In 2021, a school district in Newton, Massachusetts, got rid of advanced classes in a bid to increase racial equity. But instead of reducing achievement gaps between racial groups, teachers are now sounding the alarm that the strategy is resulting in classrooms that serve neither struggling students nor high achievers.
According to a Boston Globe article by reporter Carey Goldberg, several parents brought up similar concerns with the new policy—but say they were smeared as “racists” and “right-wingers.”
Goldberg writes that, in 2022, a group of three moms—all Democrats—started a petition to create a parental advisory panel for the school district. The move was motivated by what one parent described as “ideology superseding student needs,” following the school district’s decision to place students in “multilevel classes.” In these new classes, rather than sorting students by ability, students would learn together in the same classroom. The school also decided to stop allowing advanced math students to skip a year to access higher-level classes. The parents also shared concerns that the school’s approach to race and identity issues “emphasized differences rather than commonalities.”
The women say they were branded as far-right conservatives motivated by racial animus rather than a genuine concern for academic opportunities. According to Goldberg, Parent Teacher Organization newsletters urged parents to speak out against the petition at a public meeting. An email from local activist group Families Organizing for Racial Justice said that the petition was “tied to the apparent belief that diversity, equity, and inclusion (DEI) efforts that take race into account compromise academic excellence” and claimed that some petitioners “challenge the need for any activities related to micro-aggressions, inclusion, respect or belonging.”

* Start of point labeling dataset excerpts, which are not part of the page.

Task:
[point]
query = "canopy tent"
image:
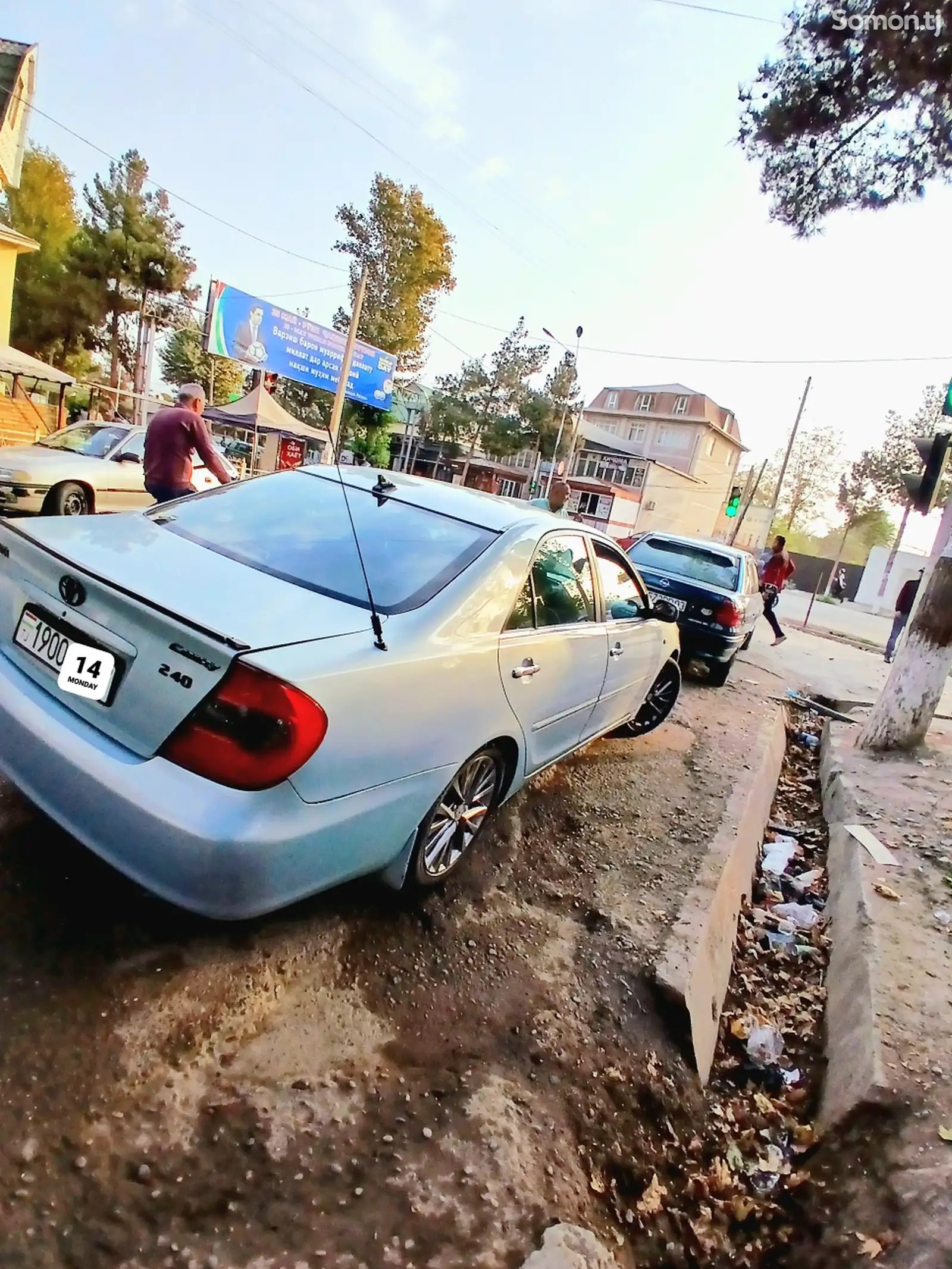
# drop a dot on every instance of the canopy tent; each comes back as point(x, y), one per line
point(23, 366)
point(259, 412)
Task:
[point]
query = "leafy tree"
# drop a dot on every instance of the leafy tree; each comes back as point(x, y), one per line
point(131, 249)
point(498, 393)
point(184, 361)
point(409, 256)
point(810, 480)
point(851, 117)
point(55, 309)
point(860, 502)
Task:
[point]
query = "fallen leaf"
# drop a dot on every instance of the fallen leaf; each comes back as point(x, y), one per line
point(650, 1202)
point(869, 1246)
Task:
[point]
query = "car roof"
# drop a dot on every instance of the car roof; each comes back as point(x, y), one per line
point(474, 506)
point(737, 552)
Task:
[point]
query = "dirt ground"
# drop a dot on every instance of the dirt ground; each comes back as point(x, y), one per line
point(356, 1082)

“The mothers and their allies found themselves portrayed online and in public as dog-whistling bigots doing the bidding of right-wing national groups. Social media comments painted their side as ‘racism cloaked as academic excellence’ and ‘right-wing activism cloaked as parental concern,'” Goldberg wrote. At one meeting, a speaker compared those who supported the petition to “white women who helped perpetuate segregation and white supremacy.”
But years later, the Newton mothers are being vindicated. Teachers themselves are now openly criticizing multilevel classes, arguing that it isn’t serving students’ needs.